第4話
「瑞穂、今日は一人でかえってもらってもいいかな」
彼の用事で、その日は珍しく俺は一人で帰ることになった。何だかその日は少し彼の元気がないような気がしたけれど、用事があるなら……そう思って一人で帰った。
「瑞穂、今日もなんだ。ごめんね」
「ごめんね、今日も……」
「…………ごめん」
だけど、そんな日が何日も何日も続いて。これはおかしい。流石の俺もそう思い始めた。そもそも俺に帰るのを断るときの様子からして変なのだ。"用事"とは何なのかと聞いてもはっきり答えてくれない。体調も何だか悪そうに見える。いつもの明るい笑顔が死んでいる。俺をいつも見ているその目が、俺に何かを隠すように逸らされる。
絶対、絶対おかしい。
「なぁ、やっぱりなんか」
「……なんにもないよ」
「でも、鍛埜」
「なんにもない、って、言ってるでしょ……」
明らかに彼は何かを隠しているようだった。いつも柔らかな彼の口調が苛立ちを隠しきれずに刺々しく刺さる。彼にこういう態度をとられたことのなかった俺はショックを受ける。それでも、ちょっと強く何かを言われた、そのくらいでめげる訳にはいかない。何かに悩みを抱えているというなら、俺は彼を助けたい。今までの恩を返したい。肝心の本人が相談してくれないのは困りものだけど……決めた。今日は。今日こそは彼の帰り道の動向を追ってみようと思う。彼に黙って後をつけるなんて、彼に申し訳ないけど状況が状況だ。あんな状態が何日も続くなんておかしい。あんな彼、見ていられない。俺は、彼にはいつも笑顔でいてほしいのだ。明るく朗らかな、そんな笑顔で。

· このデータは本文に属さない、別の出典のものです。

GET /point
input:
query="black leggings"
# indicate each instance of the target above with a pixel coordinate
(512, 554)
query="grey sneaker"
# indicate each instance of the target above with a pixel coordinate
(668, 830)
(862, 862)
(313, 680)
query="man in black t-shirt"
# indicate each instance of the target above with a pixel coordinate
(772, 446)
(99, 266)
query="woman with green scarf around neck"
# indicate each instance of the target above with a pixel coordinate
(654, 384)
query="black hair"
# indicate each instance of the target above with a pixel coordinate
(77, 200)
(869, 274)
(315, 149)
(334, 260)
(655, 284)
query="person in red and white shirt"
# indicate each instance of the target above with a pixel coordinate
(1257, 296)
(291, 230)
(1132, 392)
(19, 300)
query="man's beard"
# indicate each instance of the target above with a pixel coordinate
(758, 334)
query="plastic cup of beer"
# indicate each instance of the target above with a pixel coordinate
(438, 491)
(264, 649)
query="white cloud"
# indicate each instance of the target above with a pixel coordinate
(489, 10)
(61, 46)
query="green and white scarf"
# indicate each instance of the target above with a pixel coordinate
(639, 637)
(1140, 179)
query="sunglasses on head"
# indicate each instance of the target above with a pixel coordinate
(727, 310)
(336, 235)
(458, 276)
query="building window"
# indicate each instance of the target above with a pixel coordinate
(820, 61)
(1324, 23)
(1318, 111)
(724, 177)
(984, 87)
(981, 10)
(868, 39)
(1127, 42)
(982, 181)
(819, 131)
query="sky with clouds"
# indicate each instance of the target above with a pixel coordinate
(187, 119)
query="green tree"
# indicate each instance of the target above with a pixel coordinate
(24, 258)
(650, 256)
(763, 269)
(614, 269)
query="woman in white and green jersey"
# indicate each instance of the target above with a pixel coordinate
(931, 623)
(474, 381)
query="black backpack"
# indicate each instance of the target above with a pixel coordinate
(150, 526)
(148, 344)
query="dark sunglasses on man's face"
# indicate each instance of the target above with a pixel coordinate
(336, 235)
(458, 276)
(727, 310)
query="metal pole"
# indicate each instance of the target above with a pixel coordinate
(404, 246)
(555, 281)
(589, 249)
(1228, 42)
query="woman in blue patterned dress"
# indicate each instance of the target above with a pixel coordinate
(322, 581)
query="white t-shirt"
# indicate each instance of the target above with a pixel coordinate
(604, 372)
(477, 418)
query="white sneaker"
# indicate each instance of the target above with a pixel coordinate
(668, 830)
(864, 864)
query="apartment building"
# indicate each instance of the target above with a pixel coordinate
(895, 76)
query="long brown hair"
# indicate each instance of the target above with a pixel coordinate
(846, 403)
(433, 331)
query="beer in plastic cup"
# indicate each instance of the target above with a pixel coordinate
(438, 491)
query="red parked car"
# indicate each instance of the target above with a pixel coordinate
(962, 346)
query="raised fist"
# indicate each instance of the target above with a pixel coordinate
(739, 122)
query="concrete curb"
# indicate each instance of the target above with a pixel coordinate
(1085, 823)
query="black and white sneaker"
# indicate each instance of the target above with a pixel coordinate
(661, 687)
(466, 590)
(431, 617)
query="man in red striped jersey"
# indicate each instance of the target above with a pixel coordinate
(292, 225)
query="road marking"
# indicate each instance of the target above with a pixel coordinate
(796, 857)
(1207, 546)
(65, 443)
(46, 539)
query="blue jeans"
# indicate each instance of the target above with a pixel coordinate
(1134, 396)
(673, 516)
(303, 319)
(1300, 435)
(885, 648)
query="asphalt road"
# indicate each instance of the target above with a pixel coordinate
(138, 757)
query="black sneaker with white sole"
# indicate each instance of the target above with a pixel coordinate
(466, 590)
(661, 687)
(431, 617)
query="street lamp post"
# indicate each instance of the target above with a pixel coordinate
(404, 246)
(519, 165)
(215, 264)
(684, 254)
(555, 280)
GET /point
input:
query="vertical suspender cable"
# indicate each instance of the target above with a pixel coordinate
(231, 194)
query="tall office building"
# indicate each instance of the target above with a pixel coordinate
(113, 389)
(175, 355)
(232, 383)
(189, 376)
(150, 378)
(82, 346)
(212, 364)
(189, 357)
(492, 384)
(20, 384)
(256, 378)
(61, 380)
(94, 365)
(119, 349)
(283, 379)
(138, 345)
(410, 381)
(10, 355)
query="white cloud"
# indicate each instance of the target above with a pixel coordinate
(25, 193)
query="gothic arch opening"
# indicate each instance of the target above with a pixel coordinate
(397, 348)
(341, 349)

いつもの帰り道を彼はいつも通りにてくてくと歩いていく。その姿に不審な点はない。
(今のところ、おかしなところはないな……)
抜き足、差し足、忍び足。絶対に彼に気づかれないよう、神経を集中させる。もし後をつけていることがバレたら、彼はこれからどれだけ俺が気を付けたとしても、きっと俺が後をつけていることに気付いてしまうだろう。そうして俺に心配をかけないように、今まで以上にもっと悩み事や困っていることを隠すようになるだろう。
もし、そうなったら、俺は彼に演技をされているというショックで死んでしまうかもしれない。そんな未来は嫌だ。だから、絶対に気配を気取らせてはならなかった。呼吸すら最小限に抑えて、俺は彼の後ろについていく。
(このまま何も起きなければいいけど……)
もし、本当に彼に俺に言えない用事があるだけなら、それがベストだ。その用事の為に彼にあんな態度をとられたことや、隠し事されていたという事実に多少のショックは受けども、彼が何か危険に巻き込まれているよりかはよっぽどいい。
このまま何も起きませんように。俺は天に祈った。
「……って、あれ?」
そうやって気を散らしていたのが悪かったらしい。いつの間にか、つけていたはずの彼の姿がなくなっている。
俺は慌てて周りを見渡した。しかし辺りには彼どころか人一人すら見つけることが出来ない。
どうして。彼は、どこへ。この後の道は真っ直ぐで、普通に帰れば、こんな風に見当たらなくなることなんて絶対にないはずなのに。
変な胸騒ぎがする。身体の中が不安でいっぱいになる。彼に何かあったらどうしよう。もし、彼がいなくなってしまうようなことがあったら。俺は。俺は。
また、一人ぼっちに。
そんなのは嫌だ。俺は泣きそうなのをぐっと堪えて、本来彼が進むはずだった方へ駆け出した。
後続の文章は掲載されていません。